É legítimo para todos, menos para os EUA, usar as tarifas como instrumento de política econômica, tanto para proteger a produção interna da competição predadora quanto para estabelecer uma pressão no mercado interno contra grupos com excessivo poder de mercado. Afinal, os EUA são a economia dominante ou uma republiqueta?

Há décadas a Organização Mundial do Comércio e as instituições que a precederam, buscam regular os procedimentos de concorrência desleal e construir condições para a sustentabilidade nas relações comerciais. E note-se que os EUA sempre tiveram uma posição de liderança, e até controle, deste processo.

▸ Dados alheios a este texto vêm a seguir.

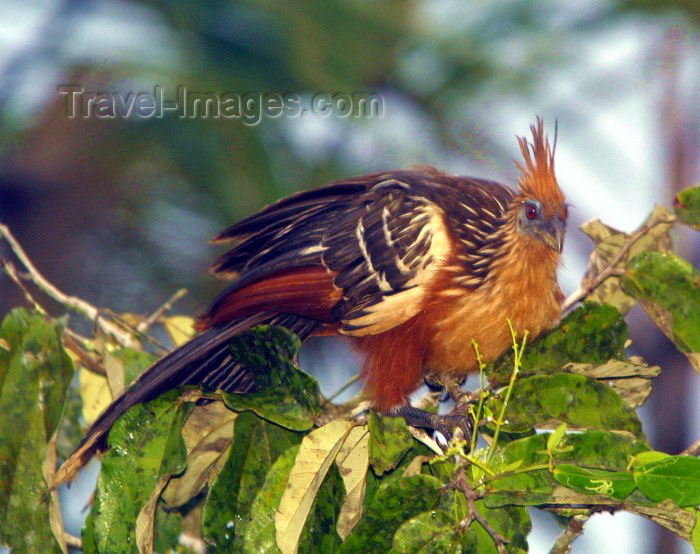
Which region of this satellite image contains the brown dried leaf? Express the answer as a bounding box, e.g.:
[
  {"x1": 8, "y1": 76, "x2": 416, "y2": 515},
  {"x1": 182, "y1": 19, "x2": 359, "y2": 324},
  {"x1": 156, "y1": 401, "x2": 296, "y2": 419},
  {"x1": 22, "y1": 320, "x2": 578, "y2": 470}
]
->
[
  {"x1": 161, "y1": 315, "x2": 196, "y2": 346},
  {"x1": 163, "y1": 401, "x2": 237, "y2": 507},
  {"x1": 563, "y1": 356, "x2": 661, "y2": 408},
  {"x1": 335, "y1": 425, "x2": 369, "y2": 539},
  {"x1": 41, "y1": 433, "x2": 68, "y2": 554},
  {"x1": 134, "y1": 475, "x2": 170, "y2": 554},
  {"x1": 275, "y1": 419, "x2": 355, "y2": 554}
]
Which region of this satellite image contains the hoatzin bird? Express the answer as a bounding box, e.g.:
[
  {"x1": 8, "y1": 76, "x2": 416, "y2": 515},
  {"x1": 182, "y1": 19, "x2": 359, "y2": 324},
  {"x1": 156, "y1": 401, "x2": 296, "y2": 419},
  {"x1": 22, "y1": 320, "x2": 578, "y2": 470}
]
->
[{"x1": 56, "y1": 119, "x2": 567, "y2": 484}]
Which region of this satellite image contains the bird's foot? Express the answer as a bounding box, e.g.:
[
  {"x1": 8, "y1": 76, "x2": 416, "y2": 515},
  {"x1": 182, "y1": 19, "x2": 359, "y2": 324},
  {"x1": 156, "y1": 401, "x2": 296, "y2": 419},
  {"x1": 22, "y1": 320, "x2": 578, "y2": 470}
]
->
[{"x1": 389, "y1": 404, "x2": 474, "y2": 444}]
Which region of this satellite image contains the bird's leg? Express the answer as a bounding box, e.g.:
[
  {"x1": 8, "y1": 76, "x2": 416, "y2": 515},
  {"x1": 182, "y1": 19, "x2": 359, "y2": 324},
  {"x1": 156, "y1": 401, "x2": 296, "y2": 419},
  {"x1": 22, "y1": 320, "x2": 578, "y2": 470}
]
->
[{"x1": 389, "y1": 404, "x2": 474, "y2": 444}]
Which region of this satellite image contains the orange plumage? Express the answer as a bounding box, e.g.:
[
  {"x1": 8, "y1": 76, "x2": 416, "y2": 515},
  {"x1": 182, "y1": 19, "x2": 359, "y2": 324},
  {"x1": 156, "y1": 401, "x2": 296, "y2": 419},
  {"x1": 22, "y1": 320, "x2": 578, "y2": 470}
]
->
[{"x1": 57, "y1": 119, "x2": 567, "y2": 484}]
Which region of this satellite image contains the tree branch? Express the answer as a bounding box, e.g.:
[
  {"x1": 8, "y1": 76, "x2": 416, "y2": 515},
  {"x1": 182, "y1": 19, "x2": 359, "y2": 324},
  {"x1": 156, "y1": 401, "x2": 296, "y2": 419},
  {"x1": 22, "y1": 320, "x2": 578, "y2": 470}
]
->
[
  {"x1": 549, "y1": 514, "x2": 590, "y2": 554},
  {"x1": 561, "y1": 215, "x2": 676, "y2": 313},
  {"x1": 0, "y1": 220, "x2": 136, "y2": 347},
  {"x1": 455, "y1": 466, "x2": 508, "y2": 554}
]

Não é legítimo usar tarifas como forma de pressão política. O que Trump está fazendo com o Canadá e o México no caso das drogas só destrói as economias. Ameaçar o Brasil e a União Europeia só colabora para o empobrecimento do mundo. Tripudiar a China pode levar a uma disputa sem fim e ao estilhaçamento da economia mundial.

Há uma esperança, que é a realidade. Trump está indo contra o que a história criou. Cada uma das estruturas econômicas está inserida em cadeias produtivas que transcendem o país e têm articulação com diversos polos regionais. A oposição dos agricultores americanos às medidas de Trump espelha bem isto. Nas vendas, a perspectiva é perder o mercado chinês por sua reação na forma de aumento de tarifas contra importações provenientes dos EUA. Nos insumos, o encarecimento das compras junto aos tradicionais parceiros da América do Norte.

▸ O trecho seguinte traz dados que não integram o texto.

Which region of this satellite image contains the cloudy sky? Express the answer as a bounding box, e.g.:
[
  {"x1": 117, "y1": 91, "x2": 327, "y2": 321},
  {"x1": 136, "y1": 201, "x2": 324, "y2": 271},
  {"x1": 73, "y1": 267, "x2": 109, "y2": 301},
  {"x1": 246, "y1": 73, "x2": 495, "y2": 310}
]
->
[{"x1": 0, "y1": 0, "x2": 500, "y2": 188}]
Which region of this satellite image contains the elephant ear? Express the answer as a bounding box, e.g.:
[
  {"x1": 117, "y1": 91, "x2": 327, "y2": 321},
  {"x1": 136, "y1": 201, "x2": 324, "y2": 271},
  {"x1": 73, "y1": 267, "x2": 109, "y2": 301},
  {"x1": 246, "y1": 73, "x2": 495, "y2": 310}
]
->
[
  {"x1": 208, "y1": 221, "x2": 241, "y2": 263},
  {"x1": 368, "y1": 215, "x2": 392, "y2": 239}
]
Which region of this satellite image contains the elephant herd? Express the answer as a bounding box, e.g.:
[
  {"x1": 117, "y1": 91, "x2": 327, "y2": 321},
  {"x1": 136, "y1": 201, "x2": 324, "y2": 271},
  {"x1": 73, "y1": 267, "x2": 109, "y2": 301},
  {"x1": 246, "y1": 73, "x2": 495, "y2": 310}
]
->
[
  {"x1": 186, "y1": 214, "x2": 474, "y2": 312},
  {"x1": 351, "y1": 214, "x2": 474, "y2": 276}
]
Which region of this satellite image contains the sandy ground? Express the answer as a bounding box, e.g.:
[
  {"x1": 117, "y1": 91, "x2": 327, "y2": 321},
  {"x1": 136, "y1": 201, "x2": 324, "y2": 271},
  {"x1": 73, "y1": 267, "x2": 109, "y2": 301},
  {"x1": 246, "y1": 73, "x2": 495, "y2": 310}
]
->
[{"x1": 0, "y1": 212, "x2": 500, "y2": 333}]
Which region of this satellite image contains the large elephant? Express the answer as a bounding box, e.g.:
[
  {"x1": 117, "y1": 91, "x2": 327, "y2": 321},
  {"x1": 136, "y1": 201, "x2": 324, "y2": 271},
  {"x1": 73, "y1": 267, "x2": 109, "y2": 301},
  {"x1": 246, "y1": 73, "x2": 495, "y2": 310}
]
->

Só que é mais do que isso, a grande corporação americana espalhou-se pelo mundo, criando cadeias globais de valor das quais diversas especializações nacionais participam. Mexer nesse quebra cabeça com a ótica de caráter eminentemente nacional da tarifa é desconhecer o mundo que emergiu do pós-guerra. Aliás, um mundo moldado pelos EUA e por suas empresas.

As idas e vindas na adoção das tarifas retaliatórias de Trump espelham esta dissociação entre a realidade econômica e a personalidade do presidente americano. As tarifas sobre aço e alumínio copiam a política do Brasil de 60 anos atrás, numa “substituição de importações” fora de contexto. Um líder e um país pensando pequeno e colocando o mundo em risco.